Suara.com - Kampung Naga di Tasikmalaya, Jawa Barat tidak perti daerah lain. Tak ada atribut parpol dan suasana perbedaan memilih di sana. Bagi warganya, hak politik itu masing-masing. Uniknya, jika ada parpol atau calon presiden dan wakil presiden yang ingin kampanye, harus bersamaan.
Wilayahnya hanya 1,5 hektare dalam satu rukun tetangga yang dihuni oleh 294 jiwa namun keberadaan kampung ini merupakan magnet dan mengundang siapa saja yang ingin mengetahui lebih dalam.
Tidak seperti namanya yang berkonotasi pada mitos reptil raksasa, Kampung Naga di Dusun Naga, Desa Neglasari, Kecamatan Salawu, Kabupaten Tasikmalaya, Jawa Barat, hanyalah kampung kecil tetapi tetap kokoh memegang teguh adat dan nilai-nilai karuhun atau leluhur mereka.
Meskipun tak berstatus resmi sebagai desa wisata adat, desa ini banyak dikunjungi wisatawan domestik dan mancanegara yang tertarik dengan adat istiadat dan ciri khas penduduknya, kerap ditulis berbagai media yang menayangkan atau menceritakan pesona alam dan kesahajaan penduduknya mempertahankan kearifan lokal.
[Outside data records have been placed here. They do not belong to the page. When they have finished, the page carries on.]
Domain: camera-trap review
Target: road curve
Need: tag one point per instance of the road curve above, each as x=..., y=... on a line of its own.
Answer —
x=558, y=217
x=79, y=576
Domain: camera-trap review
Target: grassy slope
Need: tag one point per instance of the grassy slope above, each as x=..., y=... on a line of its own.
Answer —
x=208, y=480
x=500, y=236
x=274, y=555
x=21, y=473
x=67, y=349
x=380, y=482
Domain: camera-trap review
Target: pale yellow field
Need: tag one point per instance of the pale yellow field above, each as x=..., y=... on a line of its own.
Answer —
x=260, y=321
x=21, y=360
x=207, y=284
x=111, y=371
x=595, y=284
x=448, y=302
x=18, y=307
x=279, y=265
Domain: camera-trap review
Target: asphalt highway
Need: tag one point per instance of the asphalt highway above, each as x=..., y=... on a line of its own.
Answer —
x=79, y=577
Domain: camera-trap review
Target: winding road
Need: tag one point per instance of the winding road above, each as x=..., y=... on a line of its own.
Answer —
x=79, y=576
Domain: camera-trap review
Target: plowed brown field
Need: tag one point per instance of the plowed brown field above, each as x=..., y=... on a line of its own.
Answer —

Bisa dibilang, saat berkunjung ke Jawa Barat, terutama di sekitar Kabupaten Garut, Kabupaten Garut Selatan, Kabupaten Tasikmalaya, Kota Tasikmalaya, Kabupaten Ciamis, atau dari Kota Bandung, sekalipun, kurang afdol bila tak menyambangi kampung yang berada di lembah dan perbukitan. Konon nama kampung itu diambil dari istilah bahasa Sunda, Na Gawir, atau tempat yang ada di lembah.
Tak ada manuskrip atau catatan sejarah otentik mengenai asal muasal nama kampung itu, tetapi dari cerita turun temurun, istilah Na Gawir itulah yang kemudian dipakai sebagai kebiasaan dengan menyebut Kampung Na Gawir dan lebih terkenal dengan panggilan Kampung Naga.
Kampung Naga berada di Dusun Naga, salah satu dari empat dusun di Desa Neglasari, yakni Dusun Naga (lima RT dan dua RW yakni RW 01 dan RW 02), Dusun Tanjak Nangsi (sembilan RT dan tiga RW yakni RW 03, 04, dan O5), Dusun Cikeusik (empat RT dan dua RW yakni RW 06 dan 07), dan Dusun Sukaratu (lima RT dan dua RW yakni RW 08 dan 09).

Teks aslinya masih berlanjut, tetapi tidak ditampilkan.